The major expansion of the low emission zone going live in London, and hot new evidence of their positive impact rolling in from Brussels, have shown us how these policies are bringing massive benefits to our health.
Here are the 4 concrete ways LEZs have improved the lives of Londoners and Brusselers…
- They encourage people to get out of polluting cars…
By regulating how much access polluting cars have to key parts of the city, LEZs encourage people to get rid of them. The proportion of diesel vehicles has fallen drastically since the Brussels LEZ and timeline were announced three years ago. It’s a similar story in London where our research shows that Londoners have abandoned diesel cars six times faster than those in the rest of the UK since the expansion of the capital’s ultra-low emission zone (ULEZ) was announced in 2017.

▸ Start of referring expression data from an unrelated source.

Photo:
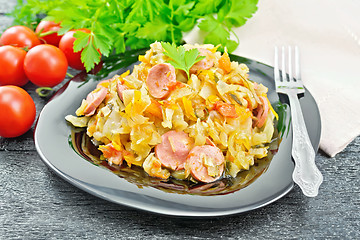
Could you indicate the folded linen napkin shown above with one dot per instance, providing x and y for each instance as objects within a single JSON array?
[{"x": 328, "y": 35}]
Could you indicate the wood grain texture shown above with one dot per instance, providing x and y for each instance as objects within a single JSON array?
[{"x": 37, "y": 204}]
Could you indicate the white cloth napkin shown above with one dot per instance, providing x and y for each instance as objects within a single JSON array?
[{"x": 328, "y": 35}]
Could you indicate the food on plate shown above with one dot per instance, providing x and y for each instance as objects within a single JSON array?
[
  {"x": 47, "y": 31},
  {"x": 201, "y": 122}
]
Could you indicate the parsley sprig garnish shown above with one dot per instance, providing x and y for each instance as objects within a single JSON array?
[
  {"x": 181, "y": 58},
  {"x": 117, "y": 25}
]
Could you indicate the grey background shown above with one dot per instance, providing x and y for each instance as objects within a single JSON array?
[{"x": 37, "y": 204}]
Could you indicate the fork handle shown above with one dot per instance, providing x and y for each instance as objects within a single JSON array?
[{"x": 306, "y": 175}]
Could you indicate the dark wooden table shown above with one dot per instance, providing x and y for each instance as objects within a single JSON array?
[{"x": 37, "y": 204}]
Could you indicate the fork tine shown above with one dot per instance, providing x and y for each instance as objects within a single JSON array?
[
  {"x": 297, "y": 64},
  {"x": 283, "y": 69},
  {"x": 276, "y": 65}
]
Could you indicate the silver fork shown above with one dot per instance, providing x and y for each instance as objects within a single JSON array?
[{"x": 305, "y": 174}]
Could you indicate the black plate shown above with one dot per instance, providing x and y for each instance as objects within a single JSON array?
[{"x": 51, "y": 141}]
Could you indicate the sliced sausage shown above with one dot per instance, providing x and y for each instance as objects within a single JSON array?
[
  {"x": 205, "y": 63},
  {"x": 94, "y": 99},
  {"x": 120, "y": 88},
  {"x": 103, "y": 83},
  {"x": 206, "y": 163},
  {"x": 263, "y": 112},
  {"x": 159, "y": 78},
  {"x": 113, "y": 155},
  {"x": 174, "y": 149}
]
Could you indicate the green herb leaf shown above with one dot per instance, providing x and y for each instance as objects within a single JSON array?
[
  {"x": 90, "y": 56},
  {"x": 180, "y": 58},
  {"x": 116, "y": 25}
]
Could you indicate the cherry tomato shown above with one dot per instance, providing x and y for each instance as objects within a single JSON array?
[
  {"x": 12, "y": 66},
  {"x": 17, "y": 111},
  {"x": 67, "y": 46},
  {"x": 49, "y": 26},
  {"x": 19, "y": 36},
  {"x": 45, "y": 65}
]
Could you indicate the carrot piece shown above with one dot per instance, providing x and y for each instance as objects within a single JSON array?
[
  {"x": 226, "y": 109},
  {"x": 263, "y": 112},
  {"x": 154, "y": 108},
  {"x": 224, "y": 63}
]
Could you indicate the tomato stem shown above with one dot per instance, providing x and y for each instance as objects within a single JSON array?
[
  {"x": 44, "y": 91},
  {"x": 43, "y": 34},
  {"x": 69, "y": 75}
]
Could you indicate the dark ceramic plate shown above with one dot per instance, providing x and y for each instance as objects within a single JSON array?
[{"x": 51, "y": 140}]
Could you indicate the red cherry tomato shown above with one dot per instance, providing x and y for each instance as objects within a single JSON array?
[
  {"x": 67, "y": 46},
  {"x": 12, "y": 66},
  {"x": 49, "y": 26},
  {"x": 17, "y": 111},
  {"x": 19, "y": 36},
  {"x": 45, "y": 65}
]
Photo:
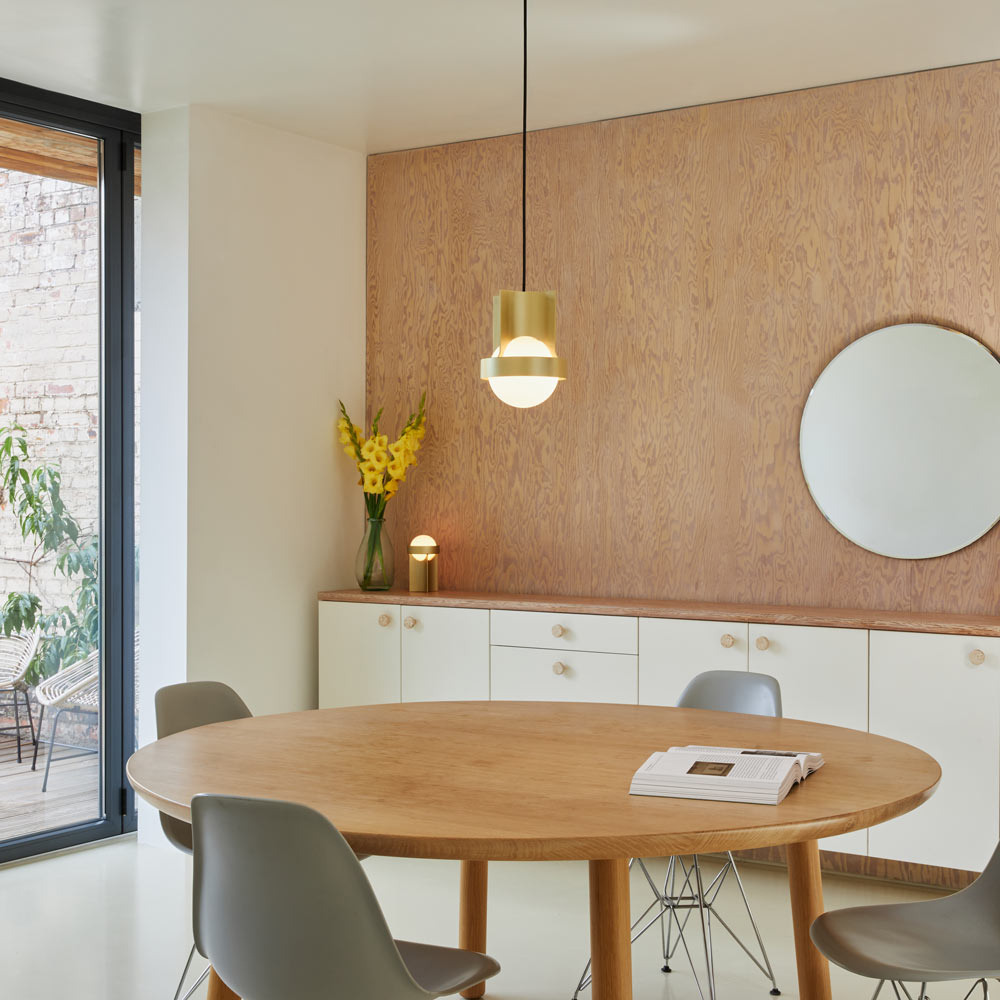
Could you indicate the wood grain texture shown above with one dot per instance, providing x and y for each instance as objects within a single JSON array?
[
  {"x": 48, "y": 152},
  {"x": 218, "y": 990},
  {"x": 472, "y": 915},
  {"x": 987, "y": 625},
  {"x": 709, "y": 263},
  {"x": 526, "y": 780},
  {"x": 610, "y": 944},
  {"x": 861, "y": 866},
  {"x": 805, "y": 883}
]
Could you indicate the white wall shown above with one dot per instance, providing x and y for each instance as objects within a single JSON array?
[
  {"x": 253, "y": 326},
  {"x": 276, "y": 333},
  {"x": 163, "y": 431}
]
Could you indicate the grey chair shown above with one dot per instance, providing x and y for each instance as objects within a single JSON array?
[
  {"x": 684, "y": 891},
  {"x": 934, "y": 941},
  {"x": 282, "y": 907},
  {"x": 186, "y": 706}
]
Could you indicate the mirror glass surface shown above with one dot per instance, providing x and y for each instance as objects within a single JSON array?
[{"x": 900, "y": 441}]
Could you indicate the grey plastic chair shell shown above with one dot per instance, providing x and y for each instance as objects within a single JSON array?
[
  {"x": 282, "y": 907},
  {"x": 930, "y": 941},
  {"x": 180, "y": 707},
  {"x": 733, "y": 691}
]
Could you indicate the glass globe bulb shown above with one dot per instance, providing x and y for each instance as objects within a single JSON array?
[
  {"x": 523, "y": 391},
  {"x": 422, "y": 540}
]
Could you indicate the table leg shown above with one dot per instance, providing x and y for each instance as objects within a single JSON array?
[
  {"x": 806, "y": 888},
  {"x": 610, "y": 925},
  {"x": 218, "y": 990},
  {"x": 472, "y": 914}
]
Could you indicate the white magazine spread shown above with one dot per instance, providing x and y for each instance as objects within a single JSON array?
[{"x": 733, "y": 774}]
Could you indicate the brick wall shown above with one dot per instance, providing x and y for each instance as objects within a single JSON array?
[{"x": 49, "y": 348}]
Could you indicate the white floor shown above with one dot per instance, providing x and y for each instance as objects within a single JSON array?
[{"x": 113, "y": 923}]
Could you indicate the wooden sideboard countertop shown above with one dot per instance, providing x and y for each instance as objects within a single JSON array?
[{"x": 761, "y": 614}]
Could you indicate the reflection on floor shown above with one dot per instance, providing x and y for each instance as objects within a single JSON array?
[
  {"x": 72, "y": 795},
  {"x": 118, "y": 918}
]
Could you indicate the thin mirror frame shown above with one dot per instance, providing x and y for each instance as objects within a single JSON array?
[{"x": 962, "y": 539}]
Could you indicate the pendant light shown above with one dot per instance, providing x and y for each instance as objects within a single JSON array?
[{"x": 524, "y": 369}]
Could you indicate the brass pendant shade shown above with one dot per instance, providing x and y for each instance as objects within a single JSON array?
[
  {"x": 524, "y": 368},
  {"x": 519, "y": 315}
]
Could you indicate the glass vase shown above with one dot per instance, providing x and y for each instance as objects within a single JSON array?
[{"x": 374, "y": 565}]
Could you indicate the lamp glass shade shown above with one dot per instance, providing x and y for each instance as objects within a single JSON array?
[
  {"x": 422, "y": 541},
  {"x": 423, "y": 553},
  {"x": 523, "y": 391}
]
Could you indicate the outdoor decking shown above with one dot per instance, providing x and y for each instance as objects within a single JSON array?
[{"x": 72, "y": 795}]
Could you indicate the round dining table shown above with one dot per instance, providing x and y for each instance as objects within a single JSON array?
[{"x": 539, "y": 781}]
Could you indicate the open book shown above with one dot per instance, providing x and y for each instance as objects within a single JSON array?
[{"x": 729, "y": 774}]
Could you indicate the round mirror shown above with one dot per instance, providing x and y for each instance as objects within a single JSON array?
[{"x": 900, "y": 441}]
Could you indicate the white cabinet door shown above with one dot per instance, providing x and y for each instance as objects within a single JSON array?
[
  {"x": 931, "y": 691},
  {"x": 823, "y": 673},
  {"x": 358, "y": 654},
  {"x": 672, "y": 651},
  {"x": 518, "y": 674},
  {"x": 446, "y": 654}
]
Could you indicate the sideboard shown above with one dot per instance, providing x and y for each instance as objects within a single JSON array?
[{"x": 930, "y": 680}]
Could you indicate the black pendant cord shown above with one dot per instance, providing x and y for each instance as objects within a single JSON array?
[{"x": 524, "y": 155}]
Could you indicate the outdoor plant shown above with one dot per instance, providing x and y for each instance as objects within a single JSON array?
[{"x": 33, "y": 493}]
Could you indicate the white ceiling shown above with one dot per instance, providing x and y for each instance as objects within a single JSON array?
[{"x": 389, "y": 74}]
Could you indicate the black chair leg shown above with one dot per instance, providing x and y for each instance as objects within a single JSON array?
[
  {"x": 38, "y": 738},
  {"x": 52, "y": 747},
  {"x": 17, "y": 726},
  {"x": 31, "y": 723}
]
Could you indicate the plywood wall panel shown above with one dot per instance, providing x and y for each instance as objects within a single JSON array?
[{"x": 709, "y": 263}]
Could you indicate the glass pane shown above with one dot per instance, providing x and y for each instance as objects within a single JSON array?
[
  {"x": 137, "y": 347},
  {"x": 50, "y": 475}
]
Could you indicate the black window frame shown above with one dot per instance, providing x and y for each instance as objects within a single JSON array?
[{"x": 119, "y": 132}]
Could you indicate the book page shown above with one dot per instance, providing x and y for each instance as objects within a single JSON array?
[{"x": 711, "y": 765}]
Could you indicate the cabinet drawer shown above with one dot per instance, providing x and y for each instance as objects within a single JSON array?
[
  {"x": 540, "y": 675},
  {"x": 672, "y": 651},
  {"x": 544, "y": 630}
]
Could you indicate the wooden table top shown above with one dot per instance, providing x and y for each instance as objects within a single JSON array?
[{"x": 527, "y": 780}]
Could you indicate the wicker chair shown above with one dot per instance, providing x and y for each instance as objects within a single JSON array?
[
  {"x": 16, "y": 654},
  {"x": 76, "y": 688}
]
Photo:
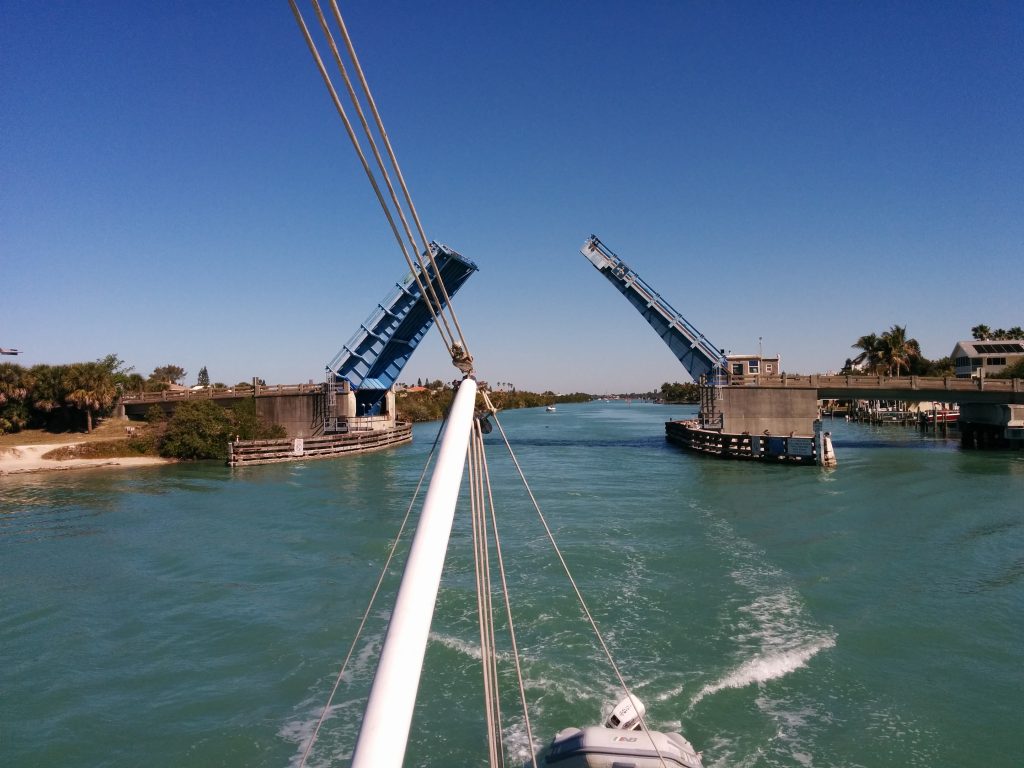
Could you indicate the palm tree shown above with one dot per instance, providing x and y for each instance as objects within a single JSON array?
[
  {"x": 869, "y": 356},
  {"x": 897, "y": 350},
  {"x": 91, "y": 389}
]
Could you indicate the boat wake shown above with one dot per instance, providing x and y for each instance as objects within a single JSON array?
[
  {"x": 773, "y": 632},
  {"x": 764, "y": 668}
]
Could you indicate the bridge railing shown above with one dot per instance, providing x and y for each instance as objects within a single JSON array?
[
  {"x": 905, "y": 383},
  {"x": 217, "y": 392}
]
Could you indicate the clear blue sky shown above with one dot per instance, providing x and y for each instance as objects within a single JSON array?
[{"x": 175, "y": 186}]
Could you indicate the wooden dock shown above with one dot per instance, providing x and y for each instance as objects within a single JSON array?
[{"x": 246, "y": 453}]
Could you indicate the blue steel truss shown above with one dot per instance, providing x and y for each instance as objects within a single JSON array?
[
  {"x": 372, "y": 360},
  {"x": 698, "y": 355}
]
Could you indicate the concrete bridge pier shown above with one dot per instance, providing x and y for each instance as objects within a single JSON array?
[{"x": 777, "y": 412}]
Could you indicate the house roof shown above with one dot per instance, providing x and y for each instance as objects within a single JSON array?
[{"x": 1003, "y": 346}]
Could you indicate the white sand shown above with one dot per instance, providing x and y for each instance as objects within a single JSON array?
[{"x": 23, "y": 459}]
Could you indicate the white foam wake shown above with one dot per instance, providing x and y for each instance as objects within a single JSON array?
[{"x": 767, "y": 667}]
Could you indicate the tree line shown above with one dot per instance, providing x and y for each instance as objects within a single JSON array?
[
  {"x": 71, "y": 396},
  {"x": 893, "y": 352}
]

- …which improves air quality in our cities
Toxic air is terrible for our health, leading to all kinds of illnesses, from increased cases of childhood asthma to higher risk of miscarriage, dementia and even depression. But time and time again, it’s been proven that reducing the number of fossil fuelled cars on city roads helps to drive down air pollution and improve our health. In central London, roadside toxic nitrogen dioxide pollution (half of which comes from diesel engines) dropped by 44% since the ULEZ came into effect in 2019. Similarly, in Brussels, the reduction in diesel cars on the city’s roads between 2018 and October 2020 has been linked to a 9% drop in nitrogen dioxide pollution, and a 17% drop in PM2.5 pollution.
- They help fight the climate crisis…
LEZs are also a great tool to fight the climate emergency driven by fossil fuelled cars in our cities and leading to unbearable heat and extreme weather events, such as the deadly floods that devastated German and Belgian towns last summer. Six months after London’s ULEZ came into force, for example, CO2 emissions from road transport in the city centre were 6% lower than prior to the existence of the scheme. This means 12,300 tonnes less of CO2 contributing to the climate crisis. The latest assessment from IPCC published last August said it all: “every tonne of CO₂ emissions adds to global warming”.
- …and noise pollution too
Getting older, and often noisier, fossil fuelled cars off city roads helps to address not only air pollution and CO2 emissions, but noise pollution too. Noise pollution has a huge impact on our physical and mental wellbeing, affecting everything from our cardiovascular health to our ability to focus. And let’s not even talk about sleep quality!
By promoting the use of cleaner and quieter vehicles, alongside walking, cycling and, increasingly, electric public transport, low emission zones can go a long way towards turning down the volume on city life!